For full control, register your own event handler and call state.checkpoint() directly:
from crewai.events.event_bus import crewai_event_bus
from crewai.events.types.llm_events import LLMCallCompletedEvent

# Sync handler
@crewai_event_bus.on(LLMCallCompletedEvent)
def on_llm_done(source, event, state):
    path = state.checkpoint("./my_checkpoints")
    print(f"Saved checkpoint: {path}")

# Async handler
@crewai_event_bus.on(LLMCallCompletedEvent)
async def on_llm_done_async(source, event, state):
    path = await state.acheckpoint("./my_checkpoints")

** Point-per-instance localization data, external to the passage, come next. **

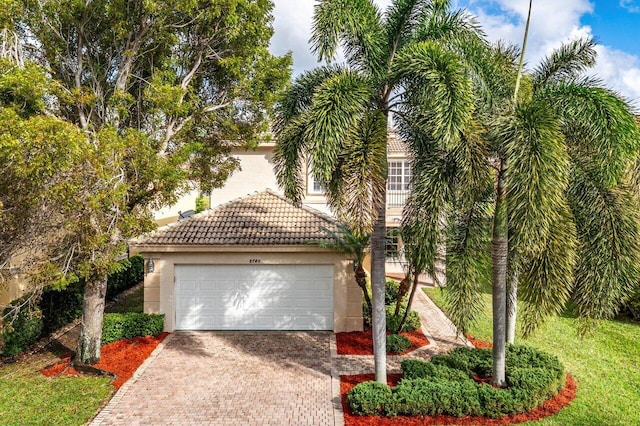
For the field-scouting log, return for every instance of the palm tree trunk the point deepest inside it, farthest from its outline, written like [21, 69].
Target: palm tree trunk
[410, 302]
[378, 317]
[512, 307]
[89, 341]
[361, 280]
[499, 250]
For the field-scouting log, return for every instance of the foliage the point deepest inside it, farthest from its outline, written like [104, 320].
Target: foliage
[140, 102]
[397, 343]
[607, 359]
[446, 385]
[128, 325]
[129, 273]
[334, 119]
[25, 328]
[369, 398]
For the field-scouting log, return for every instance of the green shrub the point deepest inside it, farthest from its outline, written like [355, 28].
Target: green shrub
[431, 397]
[130, 274]
[369, 398]
[418, 369]
[129, 325]
[397, 344]
[412, 323]
[25, 329]
[446, 386]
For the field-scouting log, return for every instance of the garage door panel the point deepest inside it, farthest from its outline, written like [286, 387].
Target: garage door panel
[256, 297]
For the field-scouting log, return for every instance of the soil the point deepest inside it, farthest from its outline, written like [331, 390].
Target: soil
[121, 358]
[548, 408]
[361, 342]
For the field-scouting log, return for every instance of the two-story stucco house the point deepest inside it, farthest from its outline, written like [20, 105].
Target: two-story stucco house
[257, 174]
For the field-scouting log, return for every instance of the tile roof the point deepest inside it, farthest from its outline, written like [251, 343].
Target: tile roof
[264, 218]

    print(f"Saved checkpoint: {path}")
The state argument is the RuntimeState passed automatically by the event bus when your handler accepts 3 parameters. You can register handlers on any event type listed in the Event Listeners documentation. Checkpointing is best-effort: if a checkpoint write fails, the error is logged but execution continues uninterrupted.